Mountain pass in the Sierra Nevada, California

Mather Pass is a high mountain pass in the U.S. state of California's Sierra Nevada mountain range. It lies within far eastern Fresno County, inside Kings Canyon National Park and the Sequoia-Kings Canyon Wilderness. The pass lies at an elevation of 12,068 feet (3,678 m), separating Palisade Basin (containing the Palisade Lakes and Palisade Creek) to the north and Upper Basin (containing the headwaters of the South Fork Kings River) to the south.

The pass is traversed by the John Muir Trail and the Pacific Crest Trail, which are coincident (sharing the same route) between Crabtree Meadows and Tuolumne Meadows. It is one of the six high mountain passes above 11,000 feet on the John Muir Trail, along with Donohue Pass, Muir Pass, Pinchot Pass, Glen Pass, and Forester Pass; it lies south of Muir Pass and north of Pinchot Pass. Split Mountain, one of California's fourteeners, lies immediately southeast of Mather Pass; the Palisades group of peaks contains another three to the north of the pass.

== History ==

=== Early usage and trail construction ===
The pass was named for Stephen Mather, who served as the Assistant Secretary of the Interior and head of the National Park Service (NPS) from 1917 until 1929, by Chauncey J. Hamlin. Hamlin's was the first known party to cross Mather Pass by pack train in August 1921, taking 3 days to do so, as it was necessary for them to construct a rough trail. The party was the first to make the trip north on what became the John Muir Trail from Mount Whitney, and Hamlin advocated for state funds to be used to complete the route.
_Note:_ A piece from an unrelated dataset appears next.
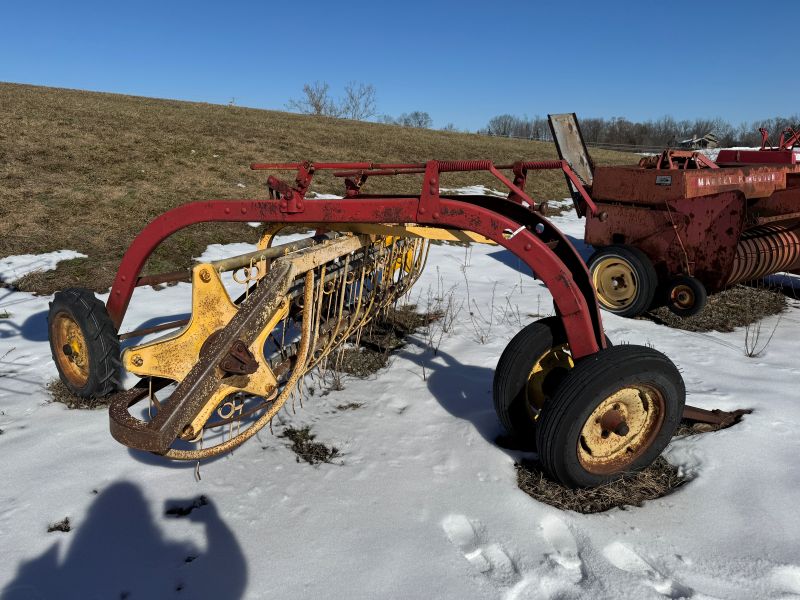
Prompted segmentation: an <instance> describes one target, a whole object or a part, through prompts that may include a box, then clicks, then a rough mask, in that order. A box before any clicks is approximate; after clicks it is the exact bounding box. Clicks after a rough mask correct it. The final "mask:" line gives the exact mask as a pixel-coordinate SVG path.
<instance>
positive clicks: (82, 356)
mask: <svg viewBox="0 0 800 600" xmlns="http://www.w3.org/2000/svg"><path fill="white" fill-rule="evenodd" d="M51 327H52V332H51V336H52V340H53V347H54V349H55V355H56V362H57V363H58V370H59V371H60V372H61V373H62V374H63V375H64V376H65V377H66V378H67V380H69V382H70V383H71V384H72V385H73V386H75V387H76V388H82V387H84V386H85V385H86V383H87V382H88V381H89V353H88V348H87V345H86V338H85V337H84V335H83V331H82V330H81V327H80V325H78V323H77V321H75V319H73V318H72V316H71V315H69V314H67V313H63V312H61V313H58V314H57V315H56V316H55V319H54V320H53V324H52V326H51Z"/></svg>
In 1923, Susan P. Thew led the third-ever pack train over the pass and became the first woman to cross the pass during a photography expedition through the Sierra.

During construction of the John Muir Trail, "serious consideration" was given to the idea of abandoning the proposed route over Mather Pass in favor of the gentler Cartridge Pass to the southwest; indeed, the Cartridge Pass routing was listed as the official one (as well as the main one in Walter Starr’s first edition of the Guide to the John Muir Trail) until the construction of the Golden Staircase portion of the trail north of Mather Pass. The segment of the John Muir Trail which traverses Mather Pass was completed by the Forest Service during the summer of 1937, using three trail camps to construct 11.25 miles of trail at a cost of roughly $1,400 per mile in 1937 USD. It was the final segment of the trail to be built.

=== Modern day ===
In 2019, following a heavy snowpack in the Sierra Nevada, a 67-year-old man hiking alone died near Mather Pass after he slipped on ice and his head struck a rock.